Como se define no texto que se segue, o Desejo anda escondido no meio de outras definições que se confundem...
"Desejo. É uma coisa engraçada e
dá-se-lhe pouco apreço. No amor todos querem espetar o dedo, como quem gira um
globo de plástico e o pára só para dizer "Estive aqui!", apontando
para um sítio do planeta. "Amei aqui!", dedo espetado na ferida que
esse bastardo tem por costume deixar. Do desejo fala-se pouco: levantam-se mãos
que “Não fui eu!”. Varre-se para debaixo do tapete, desligam-se as luzes antes
de o cumprimentar, porque ai de quem lhe veja os olhos. O seu lado lunar,
pulsando vaidades animalescas que ninguém consegue pintar em alegorias. O amor
ensina-se às crianças; sexo tem idade. Podemo-nos apaixonar aos 4 anos e
seremos idolatrados do infantário à reforma – é história de se gabar aos netos.
Se aos 4 fala de sexo, é prematura e dir-se-à promíscua até aos 30 – e só os
pais saberão o pudico e secreto incidente. Contam-se romances e interioriza-se
que o amor é uma coisa tão agradável que não lhe bastam todas as metáforas nem
suficientes lhe são todas as líricas. O amor é como um suminho de laranja natural,
apetece. A apregoada imagem de um casal idoso que dá as mãos, passeando na rua,
comove mundos. Imaginam-se enredos, de uma paixão proibida, restringida, e um
amor que vinga incondicional e independentemente. Não há histórias da luxúria
na primeira pessoa, os contos exigem coerência que o desejo não tem. Desejo-te. Não se diz. É comprido demais, tem muitas sílabas, não fica bem em
inglês e certamente se perde nas traduções para o francês. Roça o pornográfico
se virmos por línguas espanholas. Cai em desuso, porque áspero. O desejo é como
um limão, não se lhe pode trincar que incomoda até às vísceras. Até faz parecer
que não se gosta de uma pessoa: queremo-la. E se "quero-te bem" é
amoroso, "quero-te", assim, sozinho, desnudo, já parece capricho. Mas
queres porquê? Egoísmo, pela certa! E ai dos Homens que se prestem a vanglórias,
olhem o amor que é altruísta! Coisa bonita! Existe para lá do corpo e... morre
sem ele. Porque dêem-me quantas líricas queiram, poética que o seja, não vejo
amor sem desejo. Sem um "chega-me para cá essas pernas, mulher!" ou
um agarrar de unhas cravadas nas costas dele, porque se o deseja por inteiro.
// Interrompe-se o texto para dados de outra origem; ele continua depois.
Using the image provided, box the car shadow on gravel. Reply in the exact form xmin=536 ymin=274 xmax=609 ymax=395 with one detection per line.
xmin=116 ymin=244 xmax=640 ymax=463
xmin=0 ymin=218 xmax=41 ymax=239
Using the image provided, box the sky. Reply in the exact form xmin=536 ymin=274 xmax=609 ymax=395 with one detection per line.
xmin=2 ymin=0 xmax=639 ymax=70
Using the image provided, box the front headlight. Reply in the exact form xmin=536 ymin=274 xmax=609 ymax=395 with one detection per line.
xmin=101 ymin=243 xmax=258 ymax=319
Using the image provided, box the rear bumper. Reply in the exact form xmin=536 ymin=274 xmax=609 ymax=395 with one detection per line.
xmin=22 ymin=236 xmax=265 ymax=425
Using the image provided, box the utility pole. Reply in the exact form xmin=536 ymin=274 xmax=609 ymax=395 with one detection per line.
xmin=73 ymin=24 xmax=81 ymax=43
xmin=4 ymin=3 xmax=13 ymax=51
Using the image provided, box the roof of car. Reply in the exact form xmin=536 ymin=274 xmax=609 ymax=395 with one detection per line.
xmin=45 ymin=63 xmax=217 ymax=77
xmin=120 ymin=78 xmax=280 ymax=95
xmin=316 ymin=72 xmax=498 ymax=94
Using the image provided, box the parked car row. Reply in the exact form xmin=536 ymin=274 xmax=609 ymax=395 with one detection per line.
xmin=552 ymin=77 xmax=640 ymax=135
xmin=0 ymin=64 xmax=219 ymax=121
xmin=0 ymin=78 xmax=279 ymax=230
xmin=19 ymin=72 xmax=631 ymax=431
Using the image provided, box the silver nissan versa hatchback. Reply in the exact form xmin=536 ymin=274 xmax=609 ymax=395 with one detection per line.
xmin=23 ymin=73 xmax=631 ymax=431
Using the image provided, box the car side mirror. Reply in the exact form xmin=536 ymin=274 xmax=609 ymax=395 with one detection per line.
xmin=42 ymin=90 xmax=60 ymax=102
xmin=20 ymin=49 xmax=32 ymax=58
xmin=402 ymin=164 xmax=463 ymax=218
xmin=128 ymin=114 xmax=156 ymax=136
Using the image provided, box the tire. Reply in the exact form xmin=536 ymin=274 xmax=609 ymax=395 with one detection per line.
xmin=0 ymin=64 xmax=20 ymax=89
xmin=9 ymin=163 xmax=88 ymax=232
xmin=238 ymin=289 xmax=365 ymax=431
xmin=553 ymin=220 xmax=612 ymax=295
Só havendo laranjas, não nos sai da cabeça a imagem amarela e reluzente daquele
limão - Trinca-me.
E porque é o que mais nos aproxima dos
animais, é o que mais nos assusta. Julgamo-nos tão racionais e, no final de
contas, tão especiais... que nos esquecemos que é o desejo que nos alimenta o
amor. Impropriamente, o Amor Próprio - rei de todos os outros."